Angola rebel chief buried 17 years after death: Jonas Savimbi
Jonas Savimbi rallied for his public reburial today, 17 years after he was killed by troops in a shootout that marked the end of the country’s devastating civil war.The ceremony was touted as a symbol of national reconciliation after decades of war. Savimbi, known as the “black rooster”, died in February 2002 during a clash with the army in central Angola. Soldiers buried him there and his public funeral and reburial came after long negotiations between Angolan authorities and Savimbi’s UNITA, now an opposition party.
“This moment should have happened 17 years ago,” Raul Danda, vice-president of UNITA, told AFP. A portrait of the charismatic but divisive rebel leader was placed before the coffin, which was drapped with UNITA’s green and red flag. “We have come to Lopitanga to pay homage and to confirm that we are here to continue your fight,” said UNITA chief Isaias Samakuva. “We bow before the defender of noble causes,” he said.
Angola, a former Portuguese colony, became a Cold War battleground after independence in 1975 when the Marxist-Leninist People’s Movement for the Liberation of Angola (MPLA) seized control. The United States lined up behind Savimbi’s National Union for the Total Independence of Angola (UNITA) rebels and the former Soviet Union and its allies like Cuba backed the MPLA.

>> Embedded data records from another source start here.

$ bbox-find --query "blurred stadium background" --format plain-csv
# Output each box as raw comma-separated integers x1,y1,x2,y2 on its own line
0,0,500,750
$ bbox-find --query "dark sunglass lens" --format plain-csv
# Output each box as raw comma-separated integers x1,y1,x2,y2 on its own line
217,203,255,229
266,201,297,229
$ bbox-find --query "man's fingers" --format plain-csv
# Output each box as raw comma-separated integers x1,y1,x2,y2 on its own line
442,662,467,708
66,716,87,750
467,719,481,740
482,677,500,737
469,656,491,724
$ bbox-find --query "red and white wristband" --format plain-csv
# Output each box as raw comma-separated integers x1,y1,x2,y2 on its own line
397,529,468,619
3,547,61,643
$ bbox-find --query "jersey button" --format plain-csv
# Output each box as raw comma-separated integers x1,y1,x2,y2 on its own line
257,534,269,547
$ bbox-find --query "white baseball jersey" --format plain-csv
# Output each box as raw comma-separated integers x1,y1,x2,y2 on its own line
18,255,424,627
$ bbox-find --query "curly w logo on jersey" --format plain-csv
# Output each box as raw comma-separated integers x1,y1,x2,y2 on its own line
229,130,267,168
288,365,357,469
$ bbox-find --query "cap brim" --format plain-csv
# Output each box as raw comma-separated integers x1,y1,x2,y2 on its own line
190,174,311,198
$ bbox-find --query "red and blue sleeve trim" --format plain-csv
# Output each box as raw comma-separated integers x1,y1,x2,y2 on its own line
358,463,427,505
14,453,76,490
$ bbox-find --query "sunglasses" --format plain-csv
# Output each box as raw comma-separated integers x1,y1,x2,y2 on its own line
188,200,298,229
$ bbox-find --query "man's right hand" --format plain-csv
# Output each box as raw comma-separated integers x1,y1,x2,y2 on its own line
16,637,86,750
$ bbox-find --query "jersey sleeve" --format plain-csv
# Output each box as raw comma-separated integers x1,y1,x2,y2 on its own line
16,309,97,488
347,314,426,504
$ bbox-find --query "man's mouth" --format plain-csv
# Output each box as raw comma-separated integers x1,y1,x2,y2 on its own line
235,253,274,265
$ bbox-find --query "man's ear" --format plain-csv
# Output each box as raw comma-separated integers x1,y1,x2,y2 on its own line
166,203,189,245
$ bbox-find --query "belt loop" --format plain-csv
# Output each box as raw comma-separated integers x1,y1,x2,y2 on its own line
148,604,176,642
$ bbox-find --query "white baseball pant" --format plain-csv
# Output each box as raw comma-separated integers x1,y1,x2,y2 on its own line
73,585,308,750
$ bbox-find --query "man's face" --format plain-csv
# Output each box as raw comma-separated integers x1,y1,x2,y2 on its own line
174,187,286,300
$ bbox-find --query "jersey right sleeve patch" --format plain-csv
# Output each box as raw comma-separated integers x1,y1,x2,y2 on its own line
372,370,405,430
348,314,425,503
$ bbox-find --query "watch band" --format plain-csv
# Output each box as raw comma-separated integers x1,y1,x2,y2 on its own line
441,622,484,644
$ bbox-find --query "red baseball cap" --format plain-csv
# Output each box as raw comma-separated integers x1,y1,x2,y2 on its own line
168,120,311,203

A million people died in the conflict for the vast, oil-rich southern African nation, which played out over more than a quarter of a century. Early in 2002, soldiers pursued the 67-year-old Savimbi across the province of Moxico in central eastern Angola. On February 22, they caught up with him. He fought back but was soon killed. His body was taken to the provincial capital Luena and hurriedly buried in a cemetery, with a cross of iron on the mound of red soil. The public funeral is “an important sign of national reconciliation,” said Raphael, one of Savimbi’s 30 children. But no representative of the Angolan government was present at Saturday’s ceremony.